Auf jeden Fall war er ein ansehnlicher Mann, fand sie. Zwar war er kleiner als Eyvind oder Tryggvi, aber immer noch ein bis zwei Fingerbreit größer als sie selbst. Sein Haar war von etwas dunklerem Blond als das ihre und sein Gesicht für einen Mann recht hübsch. Der Blick seiner tief liegenden grauen Augen warnte sie jedoch davor, ihn für weichlich zu halten. Zu ihrer Verwunderung wirkte er verärgert. Nein, eher enttäuscht, berichtigte Sigrid sich.

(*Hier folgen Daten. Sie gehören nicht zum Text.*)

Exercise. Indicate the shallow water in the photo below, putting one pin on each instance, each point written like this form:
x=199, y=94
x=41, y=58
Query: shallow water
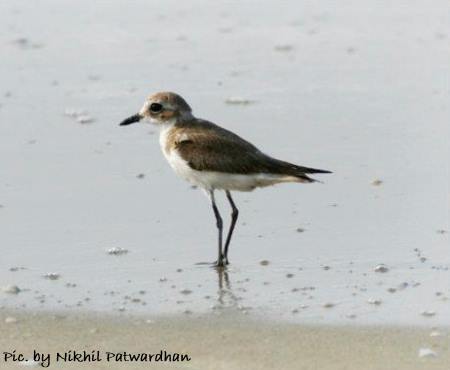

Da bemerkte Ulfar seine Tochter und winkte ihr, zu ihm zu kommen. »Das ist Sigrid! Komm her, mein Töchterchen, und begrüße den Sohn meines alten Freundes Hardo.«

Die junge Frau trat zu dem Gast und sah zu ihrem Erstaunen, dass der Sachse aufstand und sich vor ihr verbeugte. Solche fremdländischen Sitten war man hier nicht gewohnt.

Als Andreas sich wieder aufrichtete, musterte er Sigrid neugierig. Sie war die größte Frau, der er bislang begegnet war, und er nahm im ersten Augenblick an, sie würde sogar ihn überragen. Zu seiner Erleichterung stellte er jedoch fest, dass sie eine Winzigkeit kleiner war als er. Ihr Haar leuchtete wie ein Helm aus Gold und fiel in reicher Fülle bis zu den Hüften. Wimpern und Augenbrauen waren von der gleichen Farbe und beschatteten zwei Augen, in denen sich die Farbe des Sommerhimmels spiegelte. Mit ihrem ebenmäßigen Gesicht, einer schmalen, geraden Nase und dem sanft geschwungenen Mund war Sigrid Ulfarsdottir die schönste Frau, die er je gesehen hatte, und seine Enttäuschung, dass Ulfar sie einem ungeschlachten Hünen wie Tryggvi überlassen wollte, wuchs. Allein diese Frau für sich zu gewinnen, hätte die Fahrt nach Norwegen gelohnt.